Monday, 14 September 2009

Their motives should be clear

Labour stand on the edge of a political wilderness. They will certainly lose the next election, that much is clear. They have already been in power for twelve years, and the natural swing of voter tendencies is moving against them.

If Cameron’s government delivers the changes in politics that the public are demanding, if they manage to remain united over Europe, if they remain competent, if Labour divide and squabble over party direction in the wake of a collapsed New Labour project, then they face the prospect of remaining in opposition for anything up to 20 years. Sound unrealistic? It has happened before:

Between 1931 and 1945, Labour were out of power, following the collapse of Ramsey McDonald’s second government and expulsion from the Labour party. They only regained power after a titanic radicalisation of public opinion during the war. During these 13 years out of office, they ran through Arthur Henderson and George Lansbury very quickly as leaders, before settling on Clement Attlee in 1935.

Between 1951 and 1964 Labour were once again in opposition, following Churchill’s re-election. The Conservatives had four Prime Ministers in this period (Churchill, Eden, Macmillan and Douglas-Home), changing leadership in order to remain in office. Labour came into power again with Harold Wilson, who took over from the previous leader, George Brown, after an impressive three weeks and six days at the helm.

Final example, and possibly the most obvious. From 1979 until 1997, Labour remain confined to the opposition benches, despite running through Foot, Kinnock, Smith and Beckett (who lasted a little over two months) as leaders. It was not until Blair came and shook up the roots of the party that they once again became electable.

With this slightly inglorious history nagging in the minds of the current Labour ministers, a drastic option has come to mind – electoral reform.

Now would be the perfect time to change the current system, but it also comes at a period that must warn us against such a change.

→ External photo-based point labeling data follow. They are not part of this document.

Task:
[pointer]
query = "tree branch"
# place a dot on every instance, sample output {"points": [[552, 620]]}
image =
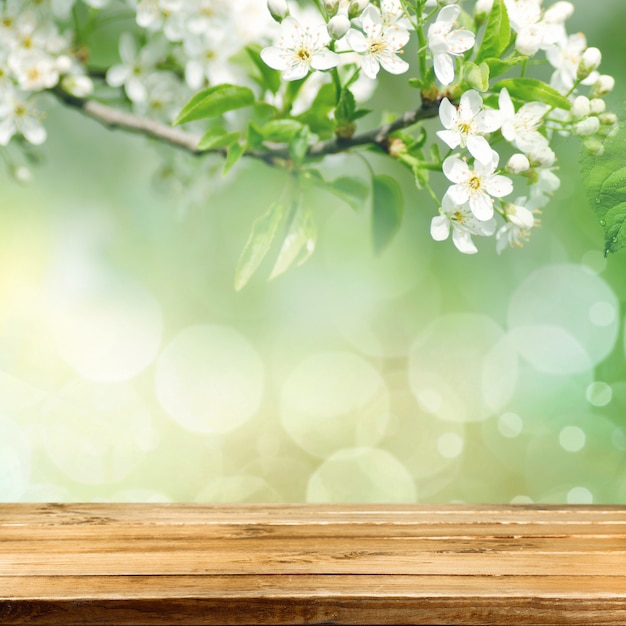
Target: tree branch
{"points": [[117, 119]]}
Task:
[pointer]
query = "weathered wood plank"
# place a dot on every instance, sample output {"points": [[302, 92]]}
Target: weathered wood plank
{"points": [[303, 564]]}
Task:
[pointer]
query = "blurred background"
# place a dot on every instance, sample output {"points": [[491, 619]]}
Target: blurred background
{"points": [[130, 369]]}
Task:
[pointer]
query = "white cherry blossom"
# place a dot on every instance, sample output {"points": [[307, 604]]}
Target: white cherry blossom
{"points": [[19, 117], [300, 48], [477, 187], [521, 128], [466, 124], [462, 223], [516, 231], [379, 45], [446, 43]]}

On the surface, the season is ripe for reform. With the tempestuous expenses scandal still fresh in memories, and the ever-increasing focus on changing the broken political system, the public would welcome a change in the way that the votes work. With the argument presented in the Independent editorial last Friday, saying that many are fed up with the tedium of meaningless votes cast in safe seats, the case may look convincing.

Be warned.

A new voting system would carry endless problem for governance. The European Elections aided the election of representatives from the BNP in the areas of Yorkshire and the Humber, and the Northwest.

The proposed voting system to be introduced instead, the AV system, would allow voters to list candidates in order of preference. If no candidate wins an overall majority of first-preferences, the second preferences are counted, and so on. This system can very easily lead to people being elected by mistake. As many put a candidate in second place who they do not want to see in power, they are effectively voting for them without realising it, as AV systems always go through to the second round of voting. The result – an unwanted candidate can gain office without genuine support. For Labour, this would mean a substantially higher election rate with many putting them in second place behind either a Conservative or a Lib Dem first place vote, second place votes that would then count as first place votes in the second round of voting.

The government are not as concerned with democracy as they might like to appear. This new measure will give them a far greater chance of regaining office in four years’ time, and subsequently after that.

Do not be deceived – it is very much a political move.

Friday, 4 September 2009

Only time will kill Gordon now...

What do David Cairns, James Purnell, Hazel Blears, and Eric Joyce all have in common?

Correct; they have all resigned their posts in government within the last six months, and all have called for Gordon Brown to step down or have criticised heavily a disputed government policy as their parting shot.

Blears resigned in early June, saying that the Labour Party (by implication, under the leadership of Brown) had lost connection with the British people. Cairns, of a lower profile but certainly no less scathing, resigned as Scotland Office Minister after comments calling for a leadership contest.

The most famous of these was, of course, Purnell’s resignation in June, with his letter of condemnation being given to his close friend Phillip Webster, the Times Political Editor, and appearing on the front page the following morning. Many, myself included, wondered if that fateful act of camaraderie would finally bring crashing down the premiership of Gordon Brown. Alas no.

There have also been multiple occasions when various members of Brown’s Cabinet have been tipped to make leadership attempts or to stage coups. Several times there have been outright calls from the media from this to happen, such as in the emergency meeting of the Parliamentary Labour Party on the Monday following the disastrous EU election results. Every time, the names of those who could, potentially stage an uprising has always included that of the elder of the Milibands.

However, I have become increasingly convinced that even a challenge such as this would not be sufficient to topple Gordon.

Eric Joyce’s resignation and open condemnation of the government’s handling of the Afghanistan conflict has once again called into question the suitability of Gordon Brown’s leadership and policies. Despite making the front pages, this new progression will do little to dent Brown’s iron will to remain.

The countdown to the next election is imminent. Only time will kill Gordon Brown now.